Kamis, 04 Desember 2014

Komnas HAM Minta Jokowi Segera Bangun Istana Presiden di Papua




Jakarta (MI) : Komisi Nasional Hak Asasi Manusia (Komnas HAM) meminta kepada Presiden RI Joko Widodo untuk membangun Istana Kepresidenan di wilayah Papua. Permintaan itu menyusul maraknya kasus pelanggaran HAM yang terjadi di Papua.

Komisioner Komnas HAM Nur Kholis mengatakan, perlunya dibangun Istana Kepresidenan di wilayah Timur Indonesia itu dimaksudkan agar pemerintah bisa memantau dan meminimalisir pelanggaran HAM yang selama ini luput dari perhatian pemerintah.

"Hal ini juga sebagai langkah untuk menagih janji 100 hari Presiden Jokowi untuk menuntaskan pelanggaran HAM yang kerap terjadi di Papua," ujar Nur di Mabes Polri, Kamis 4 Desember 2014.

Nur Kholis mengatakan, dalam rencana 100 hari pemerintahan Jokowi, harus melakukan sesuatu dalam mendorong proses damai Papua. Karena ini adalah bagian dari agenda dan komitmen pemerintahan.
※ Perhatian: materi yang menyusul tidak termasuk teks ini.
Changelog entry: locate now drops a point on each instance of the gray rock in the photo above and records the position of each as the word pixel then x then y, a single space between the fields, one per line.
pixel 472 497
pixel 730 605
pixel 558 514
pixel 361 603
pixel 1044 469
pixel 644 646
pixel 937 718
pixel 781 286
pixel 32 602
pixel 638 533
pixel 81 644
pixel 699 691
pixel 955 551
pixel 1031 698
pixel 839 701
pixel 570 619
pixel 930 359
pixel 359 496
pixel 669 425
"Presiden harus segera mewujudkan. Karena dengan dibangunnya pusat pemerintahan di Papua, maka pemerintah lebih melek terhadap pelanggaran HAM," ujarnya.

Komnas HAM lanjutnya, menilai pemerintah selama ini kurang peka terhadap kasus-kasus pelanggaran HAM di Papua. Padahal, pelanggaran HAM di Papua sudah sangat sering terjadi.
Menurut dia, kekerasan yang terjadi di Papua kunci utamanya ada pada penegakan hukum. "Kita berharap seluruh pimpinan di sana, tidak berhenti lakukan upaya perdamaian dengan komponen di Papua. Kami setuju kalau Papua damai, kalau ada kekerasan, kalau ada pidana umum proses penegakan hukum, tapi ini dialog perdamaian nggak dilakukan," ujarnya

Seperti diketahui, pada 28 September lalu, Jokowi telah bertemu dengan Koordinator Kelompok Kerja Percepatan Pembangunan Papua, Hironimus Hilapuk di Rumah Transisi.
Saat itu, Jokowi berencana akan membangun sebuah Istana Presiden di wilayah Danau Sentani, Papua. "Kita berharap dengan dibangunnya Istana Presiden di Papua, maka pembangunan dan komunikasi warga bisa lebih dekat dengan pemerintah," ujar Hironimus Hilapuk

Selanjutnya, Hironimus menambahkan, dengan terciptanya komunikasi antara warga Papua dan pemerintah agar pembangunan di daerah tersebut bisa lebih tepat sasaran.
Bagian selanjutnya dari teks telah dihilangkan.